Getting a Mortgage

Taking out a mortgage to buy a home is a big financial commitment so it’s vital that you understand how the process works and what it means for your finances.

What is a Mortgage?

A mortgage is a loan acquired to purchase property or land. The loan is ‘secured’ against the property which means that if you fail to make repayments then the lender has the right to take possession of your home and sell it to repay what you owe. The average mortgage runs for 25 years but the term can be longer or shorter depending on your circumstances.


Taking out a Mortgage

You can take out a mortgage with a bank, building society or specialist mortgage lender. Before they agree to lend you the money they will make thorough checks to ensure you can afford the monthly repayments and that the property is worth the amount you’re requesting to borrow.


Almost all mortgage schemes require a deposit of your own money. This deposit is a fraction of the total cost and the mortgage that makes up the difference is referred to as the percentage ‘loan-to-value’. For example, if you secured a £10,000 deposit on a £100,000 property then the deposit is 10% of the price and the mortgage loan-to-value is 90%. In general, the higher the amount you can put down as a deposit then the lower the mortgage interest rate you’ll be offered.

How a Mortgage is Repaid

A mortgage consists of two parts:

  • The money you borrow (the capital)
  • The charges made by the lender (the interest)

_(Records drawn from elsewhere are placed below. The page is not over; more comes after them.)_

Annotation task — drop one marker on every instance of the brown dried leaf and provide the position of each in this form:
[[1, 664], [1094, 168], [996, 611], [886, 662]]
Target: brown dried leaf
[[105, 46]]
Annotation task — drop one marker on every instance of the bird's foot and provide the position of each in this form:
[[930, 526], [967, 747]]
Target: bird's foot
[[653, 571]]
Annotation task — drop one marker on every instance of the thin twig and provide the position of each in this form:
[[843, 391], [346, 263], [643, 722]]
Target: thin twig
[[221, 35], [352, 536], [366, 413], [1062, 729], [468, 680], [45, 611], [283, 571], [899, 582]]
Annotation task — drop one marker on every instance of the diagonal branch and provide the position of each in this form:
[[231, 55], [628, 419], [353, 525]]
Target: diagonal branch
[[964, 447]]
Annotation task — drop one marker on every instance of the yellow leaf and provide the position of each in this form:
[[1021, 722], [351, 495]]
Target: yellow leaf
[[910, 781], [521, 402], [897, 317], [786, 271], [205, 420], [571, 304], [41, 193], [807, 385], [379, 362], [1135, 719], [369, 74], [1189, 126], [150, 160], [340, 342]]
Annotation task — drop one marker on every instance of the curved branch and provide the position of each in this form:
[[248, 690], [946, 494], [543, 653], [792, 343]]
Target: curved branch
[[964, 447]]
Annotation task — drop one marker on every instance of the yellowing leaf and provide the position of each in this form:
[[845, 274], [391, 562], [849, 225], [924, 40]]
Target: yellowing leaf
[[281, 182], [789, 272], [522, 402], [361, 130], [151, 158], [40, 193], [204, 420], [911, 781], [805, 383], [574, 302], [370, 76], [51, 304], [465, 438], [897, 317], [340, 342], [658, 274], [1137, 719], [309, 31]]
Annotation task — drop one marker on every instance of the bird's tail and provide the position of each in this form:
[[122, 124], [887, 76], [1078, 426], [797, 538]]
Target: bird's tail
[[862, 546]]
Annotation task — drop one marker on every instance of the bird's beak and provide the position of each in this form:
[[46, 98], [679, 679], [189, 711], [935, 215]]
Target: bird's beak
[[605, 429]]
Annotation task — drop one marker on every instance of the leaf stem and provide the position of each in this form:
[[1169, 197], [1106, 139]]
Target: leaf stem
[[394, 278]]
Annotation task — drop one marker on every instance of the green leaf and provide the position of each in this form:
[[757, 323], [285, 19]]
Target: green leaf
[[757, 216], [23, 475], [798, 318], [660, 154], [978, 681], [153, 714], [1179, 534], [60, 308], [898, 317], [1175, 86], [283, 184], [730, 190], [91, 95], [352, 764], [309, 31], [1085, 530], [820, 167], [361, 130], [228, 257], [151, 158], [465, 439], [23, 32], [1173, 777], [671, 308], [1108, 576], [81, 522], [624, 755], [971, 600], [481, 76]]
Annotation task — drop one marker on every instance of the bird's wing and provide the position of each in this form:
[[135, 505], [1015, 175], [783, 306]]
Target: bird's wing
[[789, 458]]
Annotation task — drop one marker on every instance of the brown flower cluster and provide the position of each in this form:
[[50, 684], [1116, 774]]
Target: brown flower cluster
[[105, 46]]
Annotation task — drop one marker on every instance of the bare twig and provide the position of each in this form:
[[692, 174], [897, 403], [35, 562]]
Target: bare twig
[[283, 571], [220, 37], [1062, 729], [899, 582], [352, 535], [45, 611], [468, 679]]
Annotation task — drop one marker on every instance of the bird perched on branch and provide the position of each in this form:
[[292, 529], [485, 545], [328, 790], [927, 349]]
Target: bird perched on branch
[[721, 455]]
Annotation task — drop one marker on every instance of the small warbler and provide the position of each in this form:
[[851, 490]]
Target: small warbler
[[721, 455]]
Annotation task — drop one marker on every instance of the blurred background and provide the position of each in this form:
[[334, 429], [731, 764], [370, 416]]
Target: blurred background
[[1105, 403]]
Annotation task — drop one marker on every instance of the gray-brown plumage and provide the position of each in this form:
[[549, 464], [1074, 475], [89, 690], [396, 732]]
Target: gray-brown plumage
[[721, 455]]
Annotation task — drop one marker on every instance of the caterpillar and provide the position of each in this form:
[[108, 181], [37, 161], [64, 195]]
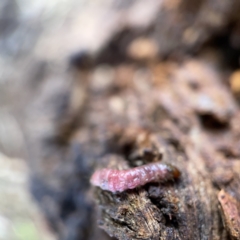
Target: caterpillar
[[120, 180]]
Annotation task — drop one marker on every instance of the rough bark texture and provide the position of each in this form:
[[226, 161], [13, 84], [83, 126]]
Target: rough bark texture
[[167, 91]]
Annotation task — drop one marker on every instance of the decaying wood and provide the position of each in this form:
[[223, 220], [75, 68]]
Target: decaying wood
[[144, 97]]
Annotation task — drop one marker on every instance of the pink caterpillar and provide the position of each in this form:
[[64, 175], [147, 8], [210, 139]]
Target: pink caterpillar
[[120, 180]]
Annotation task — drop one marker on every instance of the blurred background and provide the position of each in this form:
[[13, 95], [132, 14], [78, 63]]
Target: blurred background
[[40, 42]]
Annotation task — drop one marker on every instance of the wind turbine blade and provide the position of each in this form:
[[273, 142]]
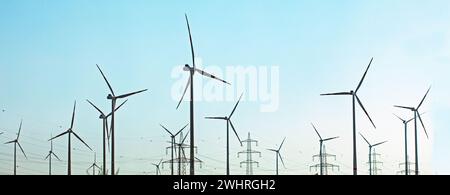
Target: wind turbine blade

When you acquire a mortgage you have to state how you will make repayments. You can either repay a combination of capital and interest, interest-only or a combination of the two. If you opt for an interest-only mortgage you will also need to show how you will repay the capital at the end of the term.

Types of Interest Rates

Mortgages are available with fixed or variable interest rates. A fixed interest rate will remain the same for a fixed period of time whereas a variable interest rate could move up or down.

What Can You Afford?

Before you go ahead with any loan, you must always consider how you will keep up repayments. If you cannot keep up repayments then your home may be repossessed and following this incident, you may find it difficult to borrow in the future.

Lenders require proof of income and outgoings, including household bills, personal expenses and child maintenance when they decide on the amount to lend to you. They will also look ahead to consider whether you could still afford repayments if interest rates were to rise and will question you about any planned changes which could affect your ability to pay in the future (e.g. having a baby or retirement).